Statin use may protect smokers against lung cancer

By Liz Meszaros, MDLinx
Published May 7, 2019

Key Takeaways

High statin use may reduce the risk of lung cancer in men with hypercholesterolemia, particularly current smokers, according to researchers from Korea who published their results in Clinical Lung Cancer.  

“Several experimental and preclinical studies have suggested that statins have anticancer properties as a result of their inhibition of the mevalonate pathway and impairment of geranylation and farnesylation involved in Ras superfamily signaling,” wrote the authors, led by Yu-Jin Kwon, Department of Family Medicine, Yonsei University College of Medicine, Yong-in Severance Hospital, Yong-in, Republic of Korea.

“Emerging evidence supports the potential roles of statins in the prevention and treatment of cancer; however, a recent meta-analysis and randomized trials failed to show any significant benefit of statins for cancer prevention or treatment. In contrast, results from several observational studies suggest that statin therapy may reduce the risk of lung cancer,” they added.

Thus, the jury is still out on the link between cancer prevention and statins. More recently, researchers of a large meta-analysis published in the World Journal of Meta-Analysis found that statin use decreased the risk of certain cancers, including:

  • Colorectal (8%-12%)
  • Gastric (27%-44%)
  • Hematologic (19%)
  • Liver (37%-42%)
  • Esophageal (14%-28%)
  • Ovarian (21%), and
  • Prostate cancer (7%)

Researchers from Scandinavia also conducted a nationwide, retrospective cohort study in 20,559 Swedish women with breast cancer. They found that regular use of statins before breast cancer diagnosis was associated with a lower risk of breast cancer-related mortality compared with non-use or irregular use (HR: 0.77; 95% CI: 0.63-0.95; P=0.014). Further, statin use after breast cancer diagnosis was also associated with a lower risk of breast cancer mortality compared with non-use (HR: 0.83; 95% CI: 075-0.93; P=0.001).

For this most recent study, Kwon et al used data from 16,588 men from Korea’s 2002-2015 National Health Insurance Service–National Health Screening Cohort (NHIS-HEALS). Study participants were aged > 40 years, and had hypercholesterolemia (serum total cholesterol level > 250 mg/dL) or were taking antidyslipidemia drugs at baseline. They were classified as high- or low-statin recipients or non-statin recipients. Using Cox proportional hazards regression, they determined lung cancer risk according to statin receipt.

Participants who received a diagnosis of lung cancer within 1 year of inclusion were excluded to rule out the potential effects of latent cancer. Statins prescribed included pravastatin, simvastatin, atorvastatin, cerivastatin, lovastatin, and fluvastatin. Participants were followed for a median of 12.7 years.

High-statin use was defined as those participants who had a medication possession ratio—a common measure of adherence to medication—above the median of the sample.

From 2005 to 2015, 2.2% (n=363) of participants received a new diagnosis of lung cancer.
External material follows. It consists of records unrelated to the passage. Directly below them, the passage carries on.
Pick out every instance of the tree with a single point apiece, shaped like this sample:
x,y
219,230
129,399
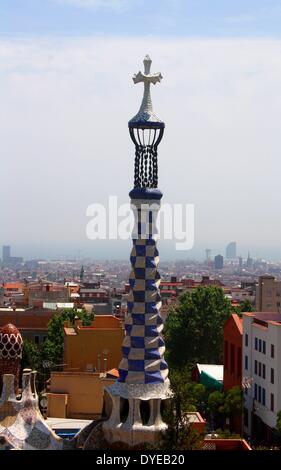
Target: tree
x,y
52,350
194,327
278,422
30,356
180,434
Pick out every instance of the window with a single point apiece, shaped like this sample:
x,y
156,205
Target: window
x,y
226,355
256,344
263,397
232,358
272,402
239,362
246,417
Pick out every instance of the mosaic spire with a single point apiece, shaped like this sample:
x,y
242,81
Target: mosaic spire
x,y
143,348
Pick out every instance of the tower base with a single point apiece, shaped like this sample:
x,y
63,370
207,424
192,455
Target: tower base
x,y
134,421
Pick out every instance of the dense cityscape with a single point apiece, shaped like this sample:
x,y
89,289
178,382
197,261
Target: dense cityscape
x,y
145,358
34,292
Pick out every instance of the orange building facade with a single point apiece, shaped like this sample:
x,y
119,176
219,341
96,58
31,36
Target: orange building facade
x,y
93,348
89,353
233,333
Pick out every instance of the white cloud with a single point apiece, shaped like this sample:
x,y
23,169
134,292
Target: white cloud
x,y
64,140
115,4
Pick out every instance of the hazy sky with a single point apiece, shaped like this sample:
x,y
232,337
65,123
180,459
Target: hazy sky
x,y
66,95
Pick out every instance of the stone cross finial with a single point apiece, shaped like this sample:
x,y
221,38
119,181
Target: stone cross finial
x,y
147,77
146,113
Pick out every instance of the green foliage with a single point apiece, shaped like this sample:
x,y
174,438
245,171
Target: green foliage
x,y
278,423
216,403
226,434
186,395
53,346
194,327
30,356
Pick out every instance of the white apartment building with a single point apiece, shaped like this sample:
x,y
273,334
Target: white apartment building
x,y
261,372
268,294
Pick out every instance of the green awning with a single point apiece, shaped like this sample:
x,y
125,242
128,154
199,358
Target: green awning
x,y
210,382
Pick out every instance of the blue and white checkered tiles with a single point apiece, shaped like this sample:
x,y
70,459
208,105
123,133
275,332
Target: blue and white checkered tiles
x,y
143,347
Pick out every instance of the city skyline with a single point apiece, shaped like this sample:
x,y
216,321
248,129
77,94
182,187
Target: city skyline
x,y
220,98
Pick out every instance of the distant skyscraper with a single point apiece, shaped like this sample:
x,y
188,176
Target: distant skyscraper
x,y
208,254
218,262
6,253
231,250
249,261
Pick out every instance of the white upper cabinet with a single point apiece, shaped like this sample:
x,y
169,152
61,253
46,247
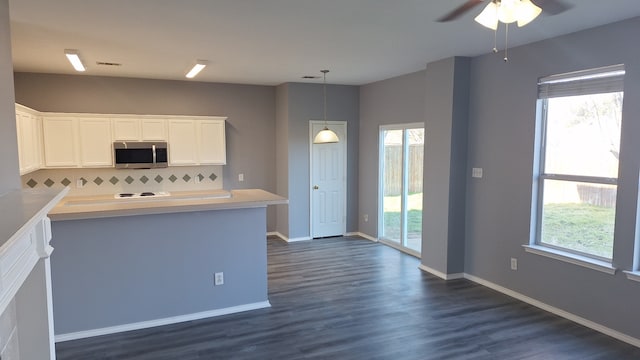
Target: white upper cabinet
x,y
134,129
95,142
211,142
60,136
29,141
197,142
182,142
60,140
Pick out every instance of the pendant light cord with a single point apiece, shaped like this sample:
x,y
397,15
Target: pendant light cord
x,y
506,43
324,95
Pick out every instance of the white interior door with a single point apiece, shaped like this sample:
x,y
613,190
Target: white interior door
x,y
328,182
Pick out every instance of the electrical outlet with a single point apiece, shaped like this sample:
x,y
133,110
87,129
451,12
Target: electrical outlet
x,y
476,172
218,279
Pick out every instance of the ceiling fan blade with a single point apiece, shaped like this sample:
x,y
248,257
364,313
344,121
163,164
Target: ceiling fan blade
x,y
553,7
470,4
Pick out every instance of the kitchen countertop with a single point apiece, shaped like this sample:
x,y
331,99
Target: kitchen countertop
x,y
22,208
101,206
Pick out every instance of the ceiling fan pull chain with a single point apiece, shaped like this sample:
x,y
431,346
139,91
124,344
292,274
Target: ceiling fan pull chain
x,y
506,43
495,40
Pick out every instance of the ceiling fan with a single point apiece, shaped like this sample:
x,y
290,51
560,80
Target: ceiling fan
x,y
550,7
521,12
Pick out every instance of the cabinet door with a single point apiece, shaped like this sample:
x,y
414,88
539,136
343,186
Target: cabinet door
x,y
95,142
126,129
211,142
154,129
182,142
60,149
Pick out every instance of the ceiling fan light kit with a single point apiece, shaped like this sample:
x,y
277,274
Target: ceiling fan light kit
x,y
507,12
74,58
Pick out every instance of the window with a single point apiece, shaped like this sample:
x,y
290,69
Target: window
x,y
580,115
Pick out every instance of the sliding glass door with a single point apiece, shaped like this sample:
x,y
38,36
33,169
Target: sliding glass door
x,y
401,161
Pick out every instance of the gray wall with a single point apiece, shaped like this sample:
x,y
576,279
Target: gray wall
x,y
304,103
501,140
282,157
10,173
250,110
399,100
124,270
446,102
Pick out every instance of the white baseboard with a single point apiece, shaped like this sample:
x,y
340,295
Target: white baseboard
x,y
160,322
440,274
363,235
554,310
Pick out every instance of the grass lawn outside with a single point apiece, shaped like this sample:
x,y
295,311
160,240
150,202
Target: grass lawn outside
x,y
392,216
580,227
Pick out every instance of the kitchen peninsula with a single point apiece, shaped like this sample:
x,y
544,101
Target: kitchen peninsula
x,y
127,264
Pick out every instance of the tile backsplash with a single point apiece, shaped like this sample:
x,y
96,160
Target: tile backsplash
x,y
112,181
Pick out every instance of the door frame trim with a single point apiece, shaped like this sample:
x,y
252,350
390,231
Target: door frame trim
x,y
345,181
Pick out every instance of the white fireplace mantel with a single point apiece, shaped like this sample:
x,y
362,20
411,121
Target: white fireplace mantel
x,y
25,275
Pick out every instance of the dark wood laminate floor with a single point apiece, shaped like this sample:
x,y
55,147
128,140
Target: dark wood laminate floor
x,y
348,298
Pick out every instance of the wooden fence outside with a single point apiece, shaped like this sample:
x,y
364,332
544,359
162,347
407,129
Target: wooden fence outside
x,y
393,169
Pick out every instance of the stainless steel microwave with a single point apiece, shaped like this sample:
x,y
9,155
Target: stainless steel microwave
x,y
140,154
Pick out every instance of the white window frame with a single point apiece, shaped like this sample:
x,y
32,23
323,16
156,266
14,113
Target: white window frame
x,y
593,81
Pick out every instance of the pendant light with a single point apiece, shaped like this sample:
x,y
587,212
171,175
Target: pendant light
x,y
325,136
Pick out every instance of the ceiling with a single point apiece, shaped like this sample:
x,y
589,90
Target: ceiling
x,y
269,42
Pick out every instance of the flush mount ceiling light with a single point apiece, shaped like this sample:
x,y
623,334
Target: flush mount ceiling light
x,y
325,136
200,64
74,59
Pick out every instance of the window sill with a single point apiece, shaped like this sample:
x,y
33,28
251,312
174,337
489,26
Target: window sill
x,y
583,261
633,275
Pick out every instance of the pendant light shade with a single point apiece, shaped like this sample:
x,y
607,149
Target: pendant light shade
x,y
325,136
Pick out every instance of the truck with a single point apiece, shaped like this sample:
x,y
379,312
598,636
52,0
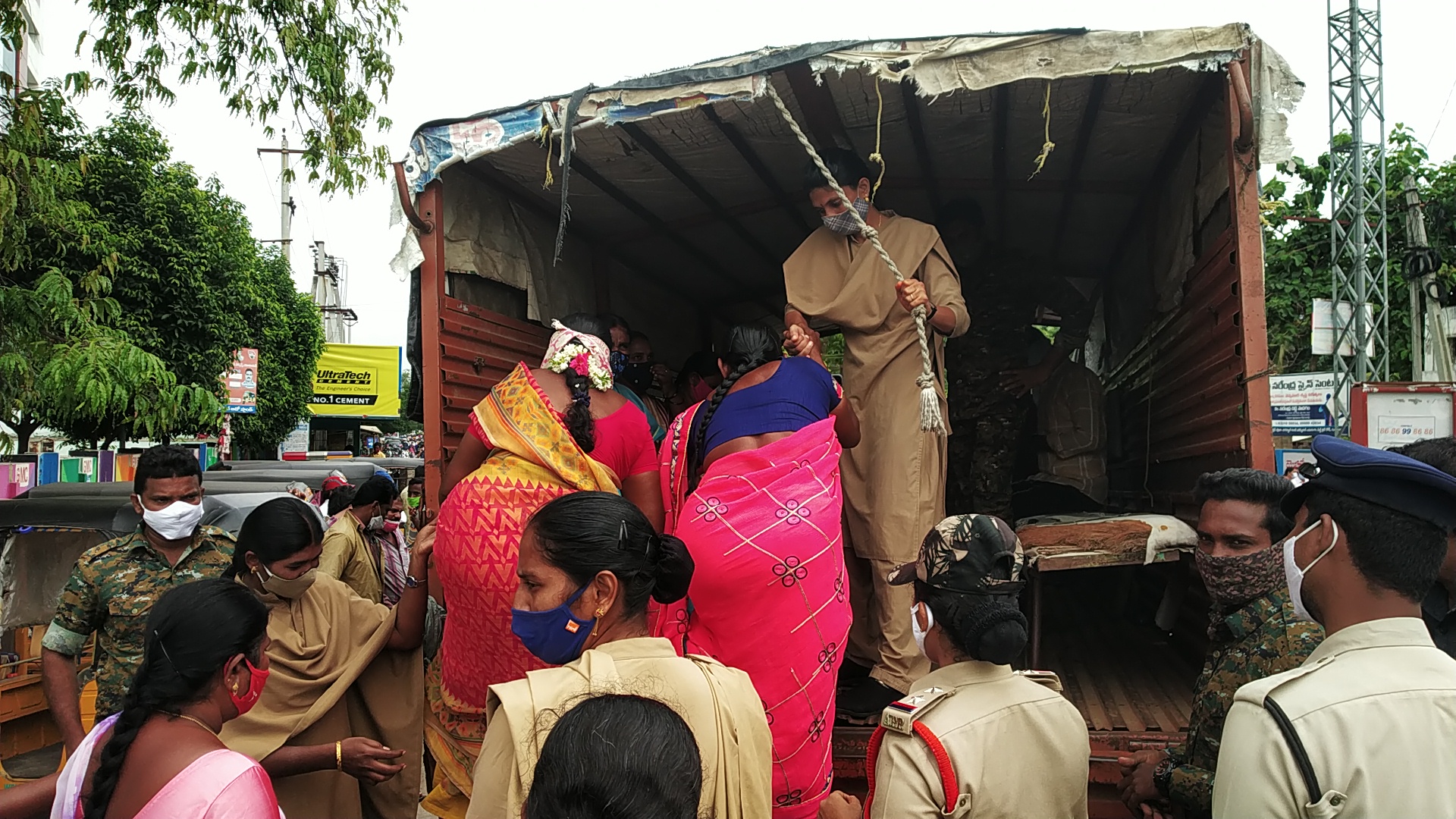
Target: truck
x,y
1128,159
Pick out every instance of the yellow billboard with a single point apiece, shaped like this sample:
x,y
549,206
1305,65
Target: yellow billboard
x,y
357,381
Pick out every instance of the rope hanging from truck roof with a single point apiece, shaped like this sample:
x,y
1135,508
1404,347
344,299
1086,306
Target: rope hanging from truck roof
x,y
930,419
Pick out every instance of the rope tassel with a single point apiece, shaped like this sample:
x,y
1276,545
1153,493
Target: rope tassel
x,y
930,419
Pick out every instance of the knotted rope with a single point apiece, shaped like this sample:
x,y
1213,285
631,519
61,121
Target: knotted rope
x,y
930,420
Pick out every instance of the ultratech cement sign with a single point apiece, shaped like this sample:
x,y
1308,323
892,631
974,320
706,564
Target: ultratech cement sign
x,y
357,379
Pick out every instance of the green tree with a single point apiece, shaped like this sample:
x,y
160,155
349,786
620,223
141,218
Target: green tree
x,y
1296,249
284,327
61,362
180,245
324,64
193,284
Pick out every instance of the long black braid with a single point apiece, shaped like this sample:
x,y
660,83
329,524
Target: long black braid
x,y
750,346
193,632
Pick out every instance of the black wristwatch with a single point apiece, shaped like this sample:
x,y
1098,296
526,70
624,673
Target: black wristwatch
x,y
1164,776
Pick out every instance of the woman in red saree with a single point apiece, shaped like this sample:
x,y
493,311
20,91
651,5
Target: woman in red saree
x,y
750,483
539,435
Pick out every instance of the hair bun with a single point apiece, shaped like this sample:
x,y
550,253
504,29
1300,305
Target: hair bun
x,y
673,570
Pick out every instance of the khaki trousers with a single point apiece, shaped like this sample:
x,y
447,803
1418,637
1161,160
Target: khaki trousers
x,y
881,635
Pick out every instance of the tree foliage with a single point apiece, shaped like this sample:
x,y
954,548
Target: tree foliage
x,y
194,286
1298,256
126,286
284,327
61,359
322,64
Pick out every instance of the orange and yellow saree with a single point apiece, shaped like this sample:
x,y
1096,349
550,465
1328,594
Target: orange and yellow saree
x,y
533,460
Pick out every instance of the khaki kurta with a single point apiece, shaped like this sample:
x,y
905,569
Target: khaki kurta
x,y
1017,748
350,557
894,480
1375,707
332,678
720,706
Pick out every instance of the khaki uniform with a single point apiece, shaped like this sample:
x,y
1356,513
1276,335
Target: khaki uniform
x,y
1375,708
350,557
894,480
1018,749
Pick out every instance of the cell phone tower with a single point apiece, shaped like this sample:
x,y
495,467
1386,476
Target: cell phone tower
x,y
1357,190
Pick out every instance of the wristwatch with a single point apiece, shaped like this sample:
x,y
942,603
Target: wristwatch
x,y
1164,776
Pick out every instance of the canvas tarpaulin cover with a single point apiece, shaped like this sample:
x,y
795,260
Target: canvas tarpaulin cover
x,y
691,181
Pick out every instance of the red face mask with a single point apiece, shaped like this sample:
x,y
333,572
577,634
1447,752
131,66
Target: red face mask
x,y
255,689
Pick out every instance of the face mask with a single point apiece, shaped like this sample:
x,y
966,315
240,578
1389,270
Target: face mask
x,y
915,624
175,522
1294,576
284,588
256,678
1238,579
554,635
637,376
843,223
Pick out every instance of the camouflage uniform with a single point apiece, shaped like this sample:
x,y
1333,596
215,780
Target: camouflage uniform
x,y
111,592
1253,643
1002,292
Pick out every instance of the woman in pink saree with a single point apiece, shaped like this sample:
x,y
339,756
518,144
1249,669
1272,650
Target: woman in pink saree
x,y
204,665
750,482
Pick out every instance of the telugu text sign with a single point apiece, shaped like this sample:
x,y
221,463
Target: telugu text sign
x,y
242,382
1302,404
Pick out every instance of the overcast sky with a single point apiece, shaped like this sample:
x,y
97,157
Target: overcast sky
x,y
460,57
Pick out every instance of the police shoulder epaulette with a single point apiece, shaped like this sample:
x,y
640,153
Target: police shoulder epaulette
x,y
1049,679
902,714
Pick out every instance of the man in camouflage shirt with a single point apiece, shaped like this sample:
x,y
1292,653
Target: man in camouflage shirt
x,y
1253,634
987,372
112,588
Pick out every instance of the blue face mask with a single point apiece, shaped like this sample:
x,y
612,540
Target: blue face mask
x,y
843,223
554,635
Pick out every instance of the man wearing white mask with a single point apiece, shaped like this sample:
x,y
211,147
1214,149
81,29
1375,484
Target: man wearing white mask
x,y
1366,726
114,585
894,488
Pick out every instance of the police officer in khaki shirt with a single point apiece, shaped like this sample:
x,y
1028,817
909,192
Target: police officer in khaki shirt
x,y
973,739
1367,725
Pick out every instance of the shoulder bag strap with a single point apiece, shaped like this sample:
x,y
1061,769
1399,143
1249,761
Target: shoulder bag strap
x,y
1296,748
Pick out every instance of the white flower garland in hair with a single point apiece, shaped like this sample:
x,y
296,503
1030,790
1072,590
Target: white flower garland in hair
x,y
582,353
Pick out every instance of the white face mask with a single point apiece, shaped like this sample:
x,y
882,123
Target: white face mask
x,y
174,522
1294,576
915,624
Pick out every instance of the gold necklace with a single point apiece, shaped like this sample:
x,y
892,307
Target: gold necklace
x,y
194,720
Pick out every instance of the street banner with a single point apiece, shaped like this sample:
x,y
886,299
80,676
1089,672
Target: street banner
x,y
357,381
1304,404
242,382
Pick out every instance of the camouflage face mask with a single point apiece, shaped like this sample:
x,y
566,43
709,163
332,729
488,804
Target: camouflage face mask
x,y
1238,579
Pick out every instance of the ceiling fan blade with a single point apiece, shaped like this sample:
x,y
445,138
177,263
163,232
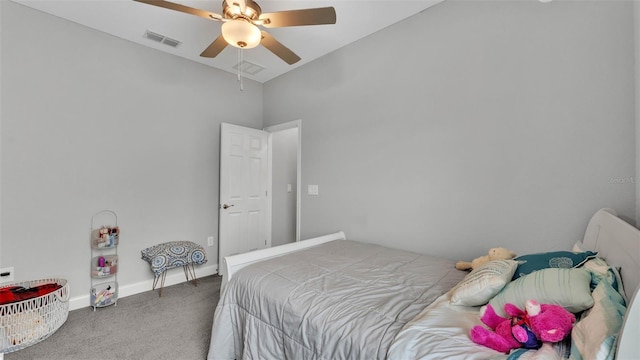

Compared with those who did not receive statins, those with high-statin receipt had a reduced lung cancer risk (HR: 0.64; 95% CI: 0.47-0.85).

Researchers also did a subgroup analysis according to smoking status, and found that the effects were greatest in current smokers. After adjusting for age, body mass index, systolic blood pressure, glucose, total cholesterol, alcohol intake, physical activity, income, hypertension, and diabetes, the HR for current smokers with high statin use was 0.50 (95% CI: 0.32-0.79), followed by 0.59 (95% CI: 0.27-1.29) in ex-smokers, and 0.83 (95% CI: 0.52-1.31) in non-smokers.

Kwon and colleagues are hopeful about their results, but stressed that more studies are needed to assess the link between—and possible preventive effects of—statin use and lung cancer.

“High statin receipt significantly lowered the lung cancer incidence in Korean men with hypercholesterolemia. The effect was strongest in current smokers. Presently, statins cannot be recommended for the prevention of lung cancer until their effects are demonstrated in well-designed clinical trials,” concluded Kwon and fellow researchers.

This research was supported, in part, by a grant from the Yonsei University College of Medicine.